After surgery, I’m not going to be able to use that right arm with any kind of pressure or lifting any kind of weight.

No cutting… involves pressure for the rotary cutter.
No ironing… involves lifting too much weight of the iron and too much pressure on the fabric.

Both tasks are a part of quilting that can’t be skipped. And both parts come as steps in the quilting process… multiple times… between each of the sewing steps.

So I’ve got to find other things to do while I’m in recovery mode after surgery. I’ve got a trip to the library planned. I’m picking out movies.

But what I really want to do is quilt.

Thursday, July 06, 2006

surgeons and schedules

Timing is an interesting thing, as is letting go of control.

I wanted to control this timing thing on seeing the surgeon and getting this lump out of my breast. I very politely pushed all the medical offices to get the earliest appointments. I had my family doctor push a bit more to get my surgical consultation appointment a little earlier. Once they moved my appointment up as far as they could, even though it was only 4 days earlier than the original date, I finally let go of trying to control scheduling.

  • 10 a.m. this morning was that surgical consult.

Hmmmm... if I'd had my way, it would have been earlier. And, if it had been earlier, I would have had to reschedule since my sweet mother-in-law passed away. Would not have been able to deal with surgery planning and funeral planning at the same time.

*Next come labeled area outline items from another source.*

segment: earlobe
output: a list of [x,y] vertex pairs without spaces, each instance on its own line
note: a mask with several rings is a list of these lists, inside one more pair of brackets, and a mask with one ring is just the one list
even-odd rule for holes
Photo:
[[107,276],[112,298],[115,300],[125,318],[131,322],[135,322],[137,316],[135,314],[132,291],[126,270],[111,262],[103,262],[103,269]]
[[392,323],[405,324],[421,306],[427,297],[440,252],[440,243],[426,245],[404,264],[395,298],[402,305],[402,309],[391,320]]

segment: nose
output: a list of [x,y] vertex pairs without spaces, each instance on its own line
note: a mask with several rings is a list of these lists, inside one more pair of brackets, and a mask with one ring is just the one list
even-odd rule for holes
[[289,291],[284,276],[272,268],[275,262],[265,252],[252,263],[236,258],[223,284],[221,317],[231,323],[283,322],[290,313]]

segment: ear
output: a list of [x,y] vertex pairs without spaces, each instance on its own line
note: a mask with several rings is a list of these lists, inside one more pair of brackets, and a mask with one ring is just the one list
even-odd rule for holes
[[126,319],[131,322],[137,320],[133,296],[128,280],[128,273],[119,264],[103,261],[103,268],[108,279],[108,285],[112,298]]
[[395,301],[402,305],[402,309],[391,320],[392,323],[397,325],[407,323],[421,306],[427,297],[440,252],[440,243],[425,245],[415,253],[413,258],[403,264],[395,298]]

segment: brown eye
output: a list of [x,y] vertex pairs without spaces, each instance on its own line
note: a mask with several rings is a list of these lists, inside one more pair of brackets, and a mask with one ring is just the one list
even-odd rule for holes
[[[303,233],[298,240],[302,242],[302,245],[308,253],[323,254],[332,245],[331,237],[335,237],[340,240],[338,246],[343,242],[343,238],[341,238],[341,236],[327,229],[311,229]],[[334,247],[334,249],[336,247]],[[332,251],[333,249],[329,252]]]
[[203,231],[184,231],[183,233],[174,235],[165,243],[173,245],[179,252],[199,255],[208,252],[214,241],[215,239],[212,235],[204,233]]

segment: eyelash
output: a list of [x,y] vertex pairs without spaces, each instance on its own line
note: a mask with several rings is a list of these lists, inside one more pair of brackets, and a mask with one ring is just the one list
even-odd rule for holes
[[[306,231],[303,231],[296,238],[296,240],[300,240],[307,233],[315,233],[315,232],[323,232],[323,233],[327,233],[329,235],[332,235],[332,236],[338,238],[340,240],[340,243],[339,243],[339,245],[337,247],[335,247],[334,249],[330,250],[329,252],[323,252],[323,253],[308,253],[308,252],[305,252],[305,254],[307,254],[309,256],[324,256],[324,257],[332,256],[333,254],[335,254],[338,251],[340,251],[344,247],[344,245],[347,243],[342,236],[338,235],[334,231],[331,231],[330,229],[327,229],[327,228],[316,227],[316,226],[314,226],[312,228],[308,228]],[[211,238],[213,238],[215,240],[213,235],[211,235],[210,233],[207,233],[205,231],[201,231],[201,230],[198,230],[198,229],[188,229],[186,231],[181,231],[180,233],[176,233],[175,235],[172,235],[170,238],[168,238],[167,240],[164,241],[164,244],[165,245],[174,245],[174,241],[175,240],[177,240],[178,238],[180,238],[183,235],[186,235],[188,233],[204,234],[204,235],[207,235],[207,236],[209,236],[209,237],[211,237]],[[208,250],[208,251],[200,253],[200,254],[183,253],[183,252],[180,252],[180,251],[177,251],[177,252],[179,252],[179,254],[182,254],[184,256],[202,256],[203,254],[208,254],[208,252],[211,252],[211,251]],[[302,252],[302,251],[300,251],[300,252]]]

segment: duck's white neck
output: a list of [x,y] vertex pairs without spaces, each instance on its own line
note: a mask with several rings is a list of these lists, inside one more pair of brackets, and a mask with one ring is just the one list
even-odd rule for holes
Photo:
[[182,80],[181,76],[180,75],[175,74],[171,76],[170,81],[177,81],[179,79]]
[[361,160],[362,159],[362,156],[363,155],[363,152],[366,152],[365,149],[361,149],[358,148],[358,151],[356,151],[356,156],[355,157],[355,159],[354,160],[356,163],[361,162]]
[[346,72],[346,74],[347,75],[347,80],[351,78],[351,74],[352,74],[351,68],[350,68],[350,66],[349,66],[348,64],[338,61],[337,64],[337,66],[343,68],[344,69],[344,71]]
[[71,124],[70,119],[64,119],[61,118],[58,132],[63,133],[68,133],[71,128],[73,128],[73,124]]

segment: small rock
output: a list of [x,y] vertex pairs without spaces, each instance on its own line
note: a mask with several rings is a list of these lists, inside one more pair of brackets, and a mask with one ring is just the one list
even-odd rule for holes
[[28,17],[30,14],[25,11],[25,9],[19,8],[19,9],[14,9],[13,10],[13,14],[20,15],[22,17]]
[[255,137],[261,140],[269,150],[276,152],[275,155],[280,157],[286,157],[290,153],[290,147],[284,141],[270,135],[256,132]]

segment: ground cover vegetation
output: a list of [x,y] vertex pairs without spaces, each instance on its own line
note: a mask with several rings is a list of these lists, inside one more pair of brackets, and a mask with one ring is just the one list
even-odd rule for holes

  • My doctor scheduled surgery for next Friday, the 14th.
Hmmmm... if I'd had my way and gotten an earlier appointment, I would have had to wait until late August for my surgery since Doc doesn't normally do surgery on Fridays. At 9 a.m. today, he met with his nurse and told her that the surgical scheduling time was getting too far out for patients... and to open up Friday the 14th for surgery.

Another reminder that God is still actually in control of the entire universe... and that all of my issues and problems really do fall into that entire universe thing.

Timing and letting go of control... interesting lessons that I hope I'm learning.

Wednesday, July 05, 2006

saying goodbye

Today is the funeral for my sweet mother-in-law.

As we commit her body to the earth, we take comfort in knowing that her soul has gone on to rest in that joyful place and to wait for the time to welcome us to our eternal home.

...may we find mercy and comfort in our sorrow.




Monday, July 03, 2006

grief takes a toll

Planning a funeral, no matter how simple the service may be, is exhausting work. There are myriad details to be managed when someone dies.

...may there be continued mercy and comfort for us.






Saturday, July 01, 2006

she's at peace

It was mercifully swift when my sweet mother-in-law passed away today.

As my friend so eloquently put it, "her body has finally caught up with her soul."

I still hate Alzheimer's...

...may there be mercy and comfort for us as we grieve her loss.